I would like to say that the lesson is that one cannot neglect oneself in a similar manner. That is how time gets away from people, they get busy living the workaday and miss the moments that we think should define us. It isn't, though. I simply miss being able to sit behind the wheel of a vehicle and know – or be astonished by – it survive a run-in with a sapling and a mailbox and be no worse for wear. I want it to be the metaphor for how the seemingly small shit that comes down on me like rain is nothing that I can't overcome, with nary a scratch (or smelling fine if I want to be consistent in mixing my metaphors). I know better, though. The little things are the ones that will kill you. They will eat you away, piece by piece when you aren't paying attention. They will die like that wagon, a victim of the services that made the lot accessible to those moving their cars in and out on a daily basis.

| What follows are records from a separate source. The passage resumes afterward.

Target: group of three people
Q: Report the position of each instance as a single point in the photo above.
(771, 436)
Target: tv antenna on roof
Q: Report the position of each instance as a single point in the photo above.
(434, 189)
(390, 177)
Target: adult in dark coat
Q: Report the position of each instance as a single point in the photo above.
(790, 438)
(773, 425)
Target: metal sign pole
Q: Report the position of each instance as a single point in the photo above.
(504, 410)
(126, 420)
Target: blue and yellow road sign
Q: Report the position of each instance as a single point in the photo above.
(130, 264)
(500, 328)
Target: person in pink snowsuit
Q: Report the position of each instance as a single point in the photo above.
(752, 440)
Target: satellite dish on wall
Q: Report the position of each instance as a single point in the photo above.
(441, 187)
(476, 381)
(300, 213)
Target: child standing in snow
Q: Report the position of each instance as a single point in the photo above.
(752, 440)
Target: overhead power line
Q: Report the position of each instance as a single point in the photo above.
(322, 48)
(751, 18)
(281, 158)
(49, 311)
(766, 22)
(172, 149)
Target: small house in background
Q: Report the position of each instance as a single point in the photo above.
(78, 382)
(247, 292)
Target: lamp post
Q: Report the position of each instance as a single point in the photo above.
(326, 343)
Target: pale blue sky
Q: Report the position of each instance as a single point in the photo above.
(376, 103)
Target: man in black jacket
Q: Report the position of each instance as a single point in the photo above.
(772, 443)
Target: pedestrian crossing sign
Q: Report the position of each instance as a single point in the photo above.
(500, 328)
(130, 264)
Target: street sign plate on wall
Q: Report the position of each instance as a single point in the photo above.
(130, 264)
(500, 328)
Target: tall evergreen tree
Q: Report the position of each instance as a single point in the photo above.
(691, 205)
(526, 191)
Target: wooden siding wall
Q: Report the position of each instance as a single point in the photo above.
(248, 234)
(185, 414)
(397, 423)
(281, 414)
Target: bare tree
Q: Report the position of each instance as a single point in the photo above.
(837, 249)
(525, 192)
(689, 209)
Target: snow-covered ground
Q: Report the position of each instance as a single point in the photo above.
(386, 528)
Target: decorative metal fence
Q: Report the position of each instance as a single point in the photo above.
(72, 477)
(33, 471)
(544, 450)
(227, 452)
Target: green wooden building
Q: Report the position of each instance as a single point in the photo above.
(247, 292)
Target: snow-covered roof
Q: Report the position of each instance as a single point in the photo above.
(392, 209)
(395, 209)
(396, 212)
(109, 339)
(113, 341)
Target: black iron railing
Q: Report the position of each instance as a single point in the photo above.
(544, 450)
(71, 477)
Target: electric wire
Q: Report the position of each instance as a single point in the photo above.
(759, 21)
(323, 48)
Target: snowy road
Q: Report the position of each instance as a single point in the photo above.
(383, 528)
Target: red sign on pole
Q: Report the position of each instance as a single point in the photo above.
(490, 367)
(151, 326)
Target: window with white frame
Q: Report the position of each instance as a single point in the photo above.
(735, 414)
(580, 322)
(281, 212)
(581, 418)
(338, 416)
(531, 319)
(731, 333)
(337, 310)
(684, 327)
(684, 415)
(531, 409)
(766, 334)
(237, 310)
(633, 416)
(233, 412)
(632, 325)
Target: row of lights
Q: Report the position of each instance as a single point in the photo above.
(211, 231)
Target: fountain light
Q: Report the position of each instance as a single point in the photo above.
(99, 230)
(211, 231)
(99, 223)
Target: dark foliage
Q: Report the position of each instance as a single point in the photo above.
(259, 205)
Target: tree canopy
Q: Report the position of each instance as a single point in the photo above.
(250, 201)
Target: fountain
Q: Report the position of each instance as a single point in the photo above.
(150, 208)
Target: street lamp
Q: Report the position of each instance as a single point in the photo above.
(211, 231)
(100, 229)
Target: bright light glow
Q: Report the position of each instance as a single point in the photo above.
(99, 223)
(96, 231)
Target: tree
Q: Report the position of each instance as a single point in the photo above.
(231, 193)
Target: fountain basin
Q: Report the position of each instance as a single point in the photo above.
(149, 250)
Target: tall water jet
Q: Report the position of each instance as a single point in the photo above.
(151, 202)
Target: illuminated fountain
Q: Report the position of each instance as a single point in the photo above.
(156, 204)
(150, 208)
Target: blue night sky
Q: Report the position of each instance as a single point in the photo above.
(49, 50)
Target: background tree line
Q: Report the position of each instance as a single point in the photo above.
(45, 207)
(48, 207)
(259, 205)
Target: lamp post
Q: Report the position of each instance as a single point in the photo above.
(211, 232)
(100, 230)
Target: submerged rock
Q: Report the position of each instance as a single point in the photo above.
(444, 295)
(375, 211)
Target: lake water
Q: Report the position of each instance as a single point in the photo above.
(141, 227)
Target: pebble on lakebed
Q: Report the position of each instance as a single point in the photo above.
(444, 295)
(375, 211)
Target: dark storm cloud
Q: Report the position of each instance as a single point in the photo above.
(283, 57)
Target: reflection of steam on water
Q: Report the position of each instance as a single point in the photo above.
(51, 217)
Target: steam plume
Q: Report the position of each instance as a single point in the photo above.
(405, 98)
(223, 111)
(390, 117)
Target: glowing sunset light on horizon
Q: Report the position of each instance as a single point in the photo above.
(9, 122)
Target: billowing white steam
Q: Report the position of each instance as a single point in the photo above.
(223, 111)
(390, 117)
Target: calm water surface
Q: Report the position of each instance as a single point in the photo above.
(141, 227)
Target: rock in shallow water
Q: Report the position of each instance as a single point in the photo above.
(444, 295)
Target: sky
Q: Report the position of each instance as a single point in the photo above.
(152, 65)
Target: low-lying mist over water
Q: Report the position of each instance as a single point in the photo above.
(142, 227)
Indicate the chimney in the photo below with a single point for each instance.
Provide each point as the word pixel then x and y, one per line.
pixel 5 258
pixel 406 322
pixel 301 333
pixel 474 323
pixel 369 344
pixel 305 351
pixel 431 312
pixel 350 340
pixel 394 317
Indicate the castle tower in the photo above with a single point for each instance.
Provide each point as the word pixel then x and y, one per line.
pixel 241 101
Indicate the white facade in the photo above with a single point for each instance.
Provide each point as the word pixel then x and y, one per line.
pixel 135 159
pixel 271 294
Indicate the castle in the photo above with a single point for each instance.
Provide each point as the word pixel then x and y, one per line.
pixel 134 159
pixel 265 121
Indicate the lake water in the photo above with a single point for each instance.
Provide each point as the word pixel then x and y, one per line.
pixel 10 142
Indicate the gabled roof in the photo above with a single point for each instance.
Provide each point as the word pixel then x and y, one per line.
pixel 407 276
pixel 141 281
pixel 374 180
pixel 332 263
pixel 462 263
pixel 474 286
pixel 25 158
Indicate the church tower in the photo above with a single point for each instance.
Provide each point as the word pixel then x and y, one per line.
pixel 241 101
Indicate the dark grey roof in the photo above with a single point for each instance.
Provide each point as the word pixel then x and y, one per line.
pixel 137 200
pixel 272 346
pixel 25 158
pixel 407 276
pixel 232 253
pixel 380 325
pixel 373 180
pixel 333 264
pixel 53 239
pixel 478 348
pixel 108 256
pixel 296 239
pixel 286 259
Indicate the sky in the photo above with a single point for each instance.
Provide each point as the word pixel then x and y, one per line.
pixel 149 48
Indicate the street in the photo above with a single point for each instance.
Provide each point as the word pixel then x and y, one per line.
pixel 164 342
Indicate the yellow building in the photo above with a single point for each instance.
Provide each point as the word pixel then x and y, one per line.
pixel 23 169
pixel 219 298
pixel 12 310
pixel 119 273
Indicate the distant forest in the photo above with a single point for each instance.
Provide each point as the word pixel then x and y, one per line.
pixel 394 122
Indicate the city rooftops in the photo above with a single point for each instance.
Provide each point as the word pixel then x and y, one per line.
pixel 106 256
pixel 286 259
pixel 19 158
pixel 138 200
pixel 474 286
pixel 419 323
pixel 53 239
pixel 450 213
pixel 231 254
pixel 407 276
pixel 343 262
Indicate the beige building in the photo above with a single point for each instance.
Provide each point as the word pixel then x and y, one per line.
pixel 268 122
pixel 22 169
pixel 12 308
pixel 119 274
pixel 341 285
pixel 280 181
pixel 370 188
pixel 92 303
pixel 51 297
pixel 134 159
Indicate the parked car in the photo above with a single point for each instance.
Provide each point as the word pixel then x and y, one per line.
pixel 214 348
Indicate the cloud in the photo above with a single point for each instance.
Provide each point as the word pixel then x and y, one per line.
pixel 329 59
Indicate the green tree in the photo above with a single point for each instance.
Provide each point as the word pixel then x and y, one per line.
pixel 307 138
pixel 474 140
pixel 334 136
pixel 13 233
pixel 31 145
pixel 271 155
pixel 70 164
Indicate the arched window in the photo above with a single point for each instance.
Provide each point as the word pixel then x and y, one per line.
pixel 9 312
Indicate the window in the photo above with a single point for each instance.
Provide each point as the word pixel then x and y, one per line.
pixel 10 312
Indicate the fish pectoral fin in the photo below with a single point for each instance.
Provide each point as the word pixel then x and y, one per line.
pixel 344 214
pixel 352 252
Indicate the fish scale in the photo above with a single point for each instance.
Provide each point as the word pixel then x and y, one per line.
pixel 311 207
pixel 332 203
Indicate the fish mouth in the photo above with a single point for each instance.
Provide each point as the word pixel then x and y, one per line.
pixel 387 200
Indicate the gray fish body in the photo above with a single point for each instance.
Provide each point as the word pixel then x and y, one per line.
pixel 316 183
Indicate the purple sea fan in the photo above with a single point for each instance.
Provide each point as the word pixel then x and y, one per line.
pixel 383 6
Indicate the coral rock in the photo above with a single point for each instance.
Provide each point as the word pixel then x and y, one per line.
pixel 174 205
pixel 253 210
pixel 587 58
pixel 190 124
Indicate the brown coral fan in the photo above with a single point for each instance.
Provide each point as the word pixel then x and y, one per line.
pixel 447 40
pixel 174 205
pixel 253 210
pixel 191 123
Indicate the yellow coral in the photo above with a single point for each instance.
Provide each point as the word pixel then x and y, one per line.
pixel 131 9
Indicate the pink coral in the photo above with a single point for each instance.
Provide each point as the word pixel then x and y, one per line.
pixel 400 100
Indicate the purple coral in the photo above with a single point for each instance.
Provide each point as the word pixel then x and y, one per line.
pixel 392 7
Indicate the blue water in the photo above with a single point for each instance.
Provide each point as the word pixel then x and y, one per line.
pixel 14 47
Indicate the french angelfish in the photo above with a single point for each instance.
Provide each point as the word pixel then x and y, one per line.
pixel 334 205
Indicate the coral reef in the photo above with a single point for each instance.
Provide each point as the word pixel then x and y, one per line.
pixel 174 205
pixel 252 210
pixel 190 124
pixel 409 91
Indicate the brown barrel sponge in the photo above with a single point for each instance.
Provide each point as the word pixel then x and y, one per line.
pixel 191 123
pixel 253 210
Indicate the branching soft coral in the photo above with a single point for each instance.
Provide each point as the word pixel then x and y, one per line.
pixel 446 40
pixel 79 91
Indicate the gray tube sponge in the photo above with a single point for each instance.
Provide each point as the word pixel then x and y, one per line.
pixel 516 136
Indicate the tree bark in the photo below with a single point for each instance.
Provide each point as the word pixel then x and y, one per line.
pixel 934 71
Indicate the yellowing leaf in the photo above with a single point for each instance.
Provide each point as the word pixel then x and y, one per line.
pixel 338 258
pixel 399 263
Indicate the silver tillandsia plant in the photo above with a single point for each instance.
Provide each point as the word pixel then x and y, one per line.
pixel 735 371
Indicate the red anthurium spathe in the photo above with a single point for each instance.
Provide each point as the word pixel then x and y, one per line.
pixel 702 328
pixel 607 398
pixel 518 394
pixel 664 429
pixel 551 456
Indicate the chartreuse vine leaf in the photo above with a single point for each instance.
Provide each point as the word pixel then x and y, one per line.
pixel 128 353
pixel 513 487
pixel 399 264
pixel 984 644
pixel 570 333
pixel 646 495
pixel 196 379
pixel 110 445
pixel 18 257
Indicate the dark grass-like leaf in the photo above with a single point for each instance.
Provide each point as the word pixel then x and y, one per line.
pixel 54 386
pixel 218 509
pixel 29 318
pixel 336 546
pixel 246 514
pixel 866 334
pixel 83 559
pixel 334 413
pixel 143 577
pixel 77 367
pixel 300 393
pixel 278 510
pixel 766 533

That wagon is the best car ever because at the time I was driving it, I was still full of potential and promise. Never mind that it was well past its prime, it was new to me. It was the vehicle that could help carry me forward, but it died an inglorious death. And whenever I notice that its promise is gone, I feel somehow despondent over how I have accorded myself. I have recaptured none of what I felt with that car. That freedom is somehow gone forever. The road is dark. The trees are tall and healthy. The mailboxes are wrapped over in brick and mortar. There will be no second coming of that old hope, but the smallest remnant of its flame resides within me because I had experienced it and done so well.
Even if, in the full accounting, it was just a car passed down to me because my brother had moved on to something better.